Larios, the former two-time world champion, was not the sacrificial lamb Pacquiao's camp had hoped he would be for this homecoming fight of sorts.
The 29-year-old ring veteran surprised everyone as he applied pressure on Pacquiao early on and pinning the Filipino on the ropes in the third round and nearly taking him down.
Larios's shining moment, however, also turned out to be the beginning of his downfall.
"I felt that I could knock him out [after the third round] and I stopped listening to my corner," Larios said through an interpreter in the post-match press conference.
"He started fighting the wrong fight after the third round," said Rafael Mendoza, Larios's agent and adviser. "He lost his head thinking he could knock Manny Pacquiao out."
Suckered into a brawl, Larios gave Pacquiao the stage he needed to do what he did best: Showcase a natural flair for slugging it out and fusing a divided nation with a display of raw speed and punching power.
A country behind him
With the crowd--and an entire country--rallying behind him, the 27-year-old superstar slipped out from under the weight of Larios's third-round onslaught and uncorked a sharp combination that opened a cut under the Mexican's left eye.

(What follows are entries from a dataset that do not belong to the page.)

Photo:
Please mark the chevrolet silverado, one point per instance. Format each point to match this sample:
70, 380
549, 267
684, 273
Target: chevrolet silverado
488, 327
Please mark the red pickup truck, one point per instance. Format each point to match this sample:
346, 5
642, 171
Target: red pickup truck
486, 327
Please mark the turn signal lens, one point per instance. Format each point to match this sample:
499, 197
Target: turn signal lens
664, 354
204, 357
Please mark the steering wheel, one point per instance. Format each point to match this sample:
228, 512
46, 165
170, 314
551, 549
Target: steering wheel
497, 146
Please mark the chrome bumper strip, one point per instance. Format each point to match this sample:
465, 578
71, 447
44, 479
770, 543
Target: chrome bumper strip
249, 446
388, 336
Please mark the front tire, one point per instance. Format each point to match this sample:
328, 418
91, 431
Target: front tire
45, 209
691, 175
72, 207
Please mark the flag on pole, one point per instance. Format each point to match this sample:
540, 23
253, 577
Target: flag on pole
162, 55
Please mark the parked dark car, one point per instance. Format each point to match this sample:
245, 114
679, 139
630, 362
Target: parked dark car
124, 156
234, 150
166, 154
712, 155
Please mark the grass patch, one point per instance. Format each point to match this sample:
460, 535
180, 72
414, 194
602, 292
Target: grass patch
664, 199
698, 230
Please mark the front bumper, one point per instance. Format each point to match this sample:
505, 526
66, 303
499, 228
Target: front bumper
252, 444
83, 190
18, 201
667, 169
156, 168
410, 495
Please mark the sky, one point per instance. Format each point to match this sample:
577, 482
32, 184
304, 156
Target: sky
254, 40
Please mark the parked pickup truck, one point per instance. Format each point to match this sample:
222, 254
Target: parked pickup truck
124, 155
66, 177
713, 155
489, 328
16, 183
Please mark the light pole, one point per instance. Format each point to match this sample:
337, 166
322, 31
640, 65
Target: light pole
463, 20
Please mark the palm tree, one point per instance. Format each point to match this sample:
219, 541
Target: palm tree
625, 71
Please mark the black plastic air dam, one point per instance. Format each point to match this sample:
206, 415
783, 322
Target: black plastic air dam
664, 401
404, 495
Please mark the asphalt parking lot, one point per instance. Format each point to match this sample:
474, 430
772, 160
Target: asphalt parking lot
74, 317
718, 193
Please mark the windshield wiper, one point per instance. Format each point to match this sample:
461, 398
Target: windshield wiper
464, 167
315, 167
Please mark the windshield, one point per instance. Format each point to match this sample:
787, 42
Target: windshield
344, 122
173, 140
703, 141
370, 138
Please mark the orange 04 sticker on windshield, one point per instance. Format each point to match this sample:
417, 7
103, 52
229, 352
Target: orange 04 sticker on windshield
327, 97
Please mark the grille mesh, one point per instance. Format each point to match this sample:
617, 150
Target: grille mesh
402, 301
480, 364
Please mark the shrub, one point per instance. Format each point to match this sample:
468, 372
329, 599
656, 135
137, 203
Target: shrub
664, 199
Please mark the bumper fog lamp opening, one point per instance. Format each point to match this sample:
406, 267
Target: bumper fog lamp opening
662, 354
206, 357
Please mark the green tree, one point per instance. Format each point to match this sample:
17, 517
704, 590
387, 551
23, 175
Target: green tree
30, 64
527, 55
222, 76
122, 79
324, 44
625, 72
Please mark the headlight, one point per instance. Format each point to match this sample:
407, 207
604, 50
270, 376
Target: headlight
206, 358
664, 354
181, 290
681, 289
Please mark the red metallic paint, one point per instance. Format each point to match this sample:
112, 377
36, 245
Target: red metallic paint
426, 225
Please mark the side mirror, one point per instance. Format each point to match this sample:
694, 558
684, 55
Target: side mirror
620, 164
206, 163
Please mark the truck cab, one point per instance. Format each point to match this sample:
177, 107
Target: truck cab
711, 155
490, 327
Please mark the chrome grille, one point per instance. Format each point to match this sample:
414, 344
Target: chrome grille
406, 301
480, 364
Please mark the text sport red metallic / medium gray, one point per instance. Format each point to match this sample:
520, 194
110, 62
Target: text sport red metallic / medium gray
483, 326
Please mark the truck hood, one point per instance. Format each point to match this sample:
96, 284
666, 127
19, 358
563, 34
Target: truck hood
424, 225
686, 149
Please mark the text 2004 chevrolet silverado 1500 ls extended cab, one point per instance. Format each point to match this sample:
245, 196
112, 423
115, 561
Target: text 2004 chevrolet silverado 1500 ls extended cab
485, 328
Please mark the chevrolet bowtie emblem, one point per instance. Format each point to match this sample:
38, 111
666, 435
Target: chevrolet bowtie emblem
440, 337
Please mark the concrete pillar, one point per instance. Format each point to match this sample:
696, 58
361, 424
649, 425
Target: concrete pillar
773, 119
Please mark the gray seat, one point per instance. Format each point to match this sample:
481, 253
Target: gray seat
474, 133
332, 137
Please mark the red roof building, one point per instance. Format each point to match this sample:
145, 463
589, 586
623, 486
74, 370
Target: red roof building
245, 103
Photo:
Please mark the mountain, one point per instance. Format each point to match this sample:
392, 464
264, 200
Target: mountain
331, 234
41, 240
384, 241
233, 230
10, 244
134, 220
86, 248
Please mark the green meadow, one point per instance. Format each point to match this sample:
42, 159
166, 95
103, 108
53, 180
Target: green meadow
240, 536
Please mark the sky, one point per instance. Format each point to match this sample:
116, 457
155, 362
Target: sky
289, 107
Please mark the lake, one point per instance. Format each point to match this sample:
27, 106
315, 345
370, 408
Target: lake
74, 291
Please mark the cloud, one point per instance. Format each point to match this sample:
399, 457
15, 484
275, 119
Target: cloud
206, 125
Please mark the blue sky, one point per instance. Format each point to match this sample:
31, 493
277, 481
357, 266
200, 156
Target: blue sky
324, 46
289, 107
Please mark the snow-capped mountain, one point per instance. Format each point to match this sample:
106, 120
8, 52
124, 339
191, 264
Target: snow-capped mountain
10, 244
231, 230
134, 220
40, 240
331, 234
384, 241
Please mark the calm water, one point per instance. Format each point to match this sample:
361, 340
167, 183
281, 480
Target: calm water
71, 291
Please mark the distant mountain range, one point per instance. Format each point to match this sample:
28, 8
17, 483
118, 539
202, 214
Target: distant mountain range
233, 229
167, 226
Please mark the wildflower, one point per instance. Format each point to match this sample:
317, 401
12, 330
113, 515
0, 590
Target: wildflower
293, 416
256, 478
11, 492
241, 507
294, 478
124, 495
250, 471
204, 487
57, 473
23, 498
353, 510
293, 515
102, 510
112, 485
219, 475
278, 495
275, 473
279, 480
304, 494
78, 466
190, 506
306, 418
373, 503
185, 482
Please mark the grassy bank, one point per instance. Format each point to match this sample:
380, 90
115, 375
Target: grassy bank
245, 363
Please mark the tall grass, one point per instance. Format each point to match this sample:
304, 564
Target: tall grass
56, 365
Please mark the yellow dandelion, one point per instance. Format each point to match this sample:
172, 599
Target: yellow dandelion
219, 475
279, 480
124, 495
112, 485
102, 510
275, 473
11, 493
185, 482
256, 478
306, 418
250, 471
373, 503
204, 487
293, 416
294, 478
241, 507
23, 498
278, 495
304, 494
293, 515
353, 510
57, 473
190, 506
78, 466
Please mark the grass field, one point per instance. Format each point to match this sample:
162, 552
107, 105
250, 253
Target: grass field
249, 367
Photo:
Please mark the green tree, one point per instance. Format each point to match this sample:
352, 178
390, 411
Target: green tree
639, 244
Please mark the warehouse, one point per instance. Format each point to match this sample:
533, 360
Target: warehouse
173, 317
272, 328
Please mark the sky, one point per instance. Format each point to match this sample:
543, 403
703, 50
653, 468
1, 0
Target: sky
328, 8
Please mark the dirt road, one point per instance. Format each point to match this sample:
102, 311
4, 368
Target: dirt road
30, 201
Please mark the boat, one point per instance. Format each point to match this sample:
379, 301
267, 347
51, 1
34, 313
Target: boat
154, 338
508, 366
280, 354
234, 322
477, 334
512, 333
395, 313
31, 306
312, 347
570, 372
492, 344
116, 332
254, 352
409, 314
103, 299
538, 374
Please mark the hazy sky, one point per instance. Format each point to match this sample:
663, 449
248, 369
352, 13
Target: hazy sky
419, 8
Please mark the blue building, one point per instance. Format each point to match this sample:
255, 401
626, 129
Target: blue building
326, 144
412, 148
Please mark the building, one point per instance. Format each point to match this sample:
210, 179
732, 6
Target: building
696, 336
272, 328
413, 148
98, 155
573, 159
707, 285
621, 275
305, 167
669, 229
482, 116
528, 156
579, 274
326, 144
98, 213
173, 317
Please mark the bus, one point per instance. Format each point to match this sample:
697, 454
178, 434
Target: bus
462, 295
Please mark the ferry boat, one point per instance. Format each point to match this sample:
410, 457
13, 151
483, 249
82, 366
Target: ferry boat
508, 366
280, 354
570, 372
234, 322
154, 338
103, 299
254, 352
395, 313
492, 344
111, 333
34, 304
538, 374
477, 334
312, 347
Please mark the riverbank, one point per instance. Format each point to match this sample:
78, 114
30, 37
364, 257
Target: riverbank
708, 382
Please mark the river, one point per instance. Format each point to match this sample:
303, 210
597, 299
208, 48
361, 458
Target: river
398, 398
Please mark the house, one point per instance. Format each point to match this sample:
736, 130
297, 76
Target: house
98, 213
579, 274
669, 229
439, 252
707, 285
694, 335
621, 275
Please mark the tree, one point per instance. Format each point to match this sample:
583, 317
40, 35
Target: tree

"For a while, I was a little bit concerned," said Freddie Roach, Pacquiao's trainer. "But Manny recovered well after that."
"He hit me hard, but I wasn't that hurt," Pacquiao said. "In fact, I was able to get out of the ropes quickly after that. Hearing the crowd chanting my name helped. I knew I couldn't let [my countrymen] down."
"When he came back to the corner after the round, I told him not to get caught sleeping on the ropes again," Roach recounted.
By the time the sixth round came along, Pacquiao was certainly wide awake. His feared left straight started to find its range and his right cross, a weapon developed by his camp for his two previous fights against Erik Morales, came into play.
"He was just coasting in the early rounds and he did not turn up the heat until the sixth round," said Roach.
Pacquiao unleashed rapid combinations to the body and the head that repeatedly rocked Larios from the sixth round onwards, giving the Guadalajara native a sample of his much talked-about power and speed.
After bringing Larios to his knees in the seventh, Pacquiao kept up the pressure. In the 12th round, he drove a left jab straight to the head before uncorking another flurry that had Larios seated on the floor.
Larios: Speed beat me
"Manny's a great fighter, he beat me with his speed," said the former super bantamweight champion of the world.
The only thing faster than Pacquiao's punching flurry, it seemed, was Larios's ability to come back after every barrage, withstanding everything the Filipino threw at him to force the fight to go the distance. That was the Larios fight plan, to force an upset through the scorecards.
But Pacquiao still managed enough to seal a points victory--the three judges had it all for the champion at 117-110, 118-108 and 120-106--even if it wasn't quite the slam-bang performance the Filipino's camp had foretold during prefight interviews.
Partly, it was because, so Pacquiao said, he didn't go full steam against Larios.
"I knew I was in control of the match, leading on points, and I did not want to risk being too aggressive because he might catch me with a lucky punch," Pacquiao (42-3-2) said.
"If I pushed a little harder, I think you all know what the result would have been," he added, hinting that Larios (56-5-1) would not have lasted the distance.
It was also because Larios seemed to have the stars aligned for him yesterday.
Not only was Pacquiao far from the form that allowed him to knock Morales out early this year, but Larios himself seemed to have benefited greatly from the three-month preparation he undertook for this bout.
"Larios couldn't have fought a better fight than he already did [yesterday]," Roach said. Larios earned $450,000 for his effort while Pacquiao, who only prepared for six months for yesterday's tiff, picked up a cool $1 million.